I just watched a guy get turned down by a prostitute
i fell asleep last night with fifteen animal crackers in my mouth. rock bottom dude.
I didn't have a rubber, but my dick had a date with a clorox wipe after we finished. I think I'm in the clear.
i called my brother from the living room and paid him a dollar to turn off the light in my room. ive hit rock bottom
Restaurants Roasting People Who Gave Them Negative Yelp Reviews (25 Pics)
i can tell by the sound of your bed that he isnt that good at sex.
She's hidden vodka up her skirt and is riding a parking meter. Things can only get better
Pretty sure I tied my shoes laces together to keep myself from driving drunk. Fell like six times. Keep forgetting
I still have his teeth marks on the base of my penis.
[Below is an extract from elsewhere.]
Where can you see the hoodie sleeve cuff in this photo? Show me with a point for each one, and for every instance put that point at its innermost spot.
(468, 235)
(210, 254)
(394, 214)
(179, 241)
You didnt miss much
My mom was looking at curtains for me and sent pictures and I had to be like "not the Disney princess pink and purple, more like an acid trip"
Woman Posts Harassing DMs From Creep Online, Now He’s Upset Because People Told His Mom
It was almost as bad as the time I peed on the floor of the Pentagon's subway station.
Whatever, you're gonna have to break it to mom that the reason I was so drunk at Christmas dinner is because she wouldn't stop asking me why I don't have a boyfriend
walk of shamed to graduation. ending college with a bang....
I didn't even know we were hiding from the cops, I was just playing with the cats. People kept telling me to be quiet the cops are here and I was like DID YOU SEE THIS CAT!?
Your english degree would kill itself if it could read that text.
maybe a couloe typos.. noooooooooo big deal
In case you're wondering... Yes walmart will judge you for buying vodka and pickles at 645am.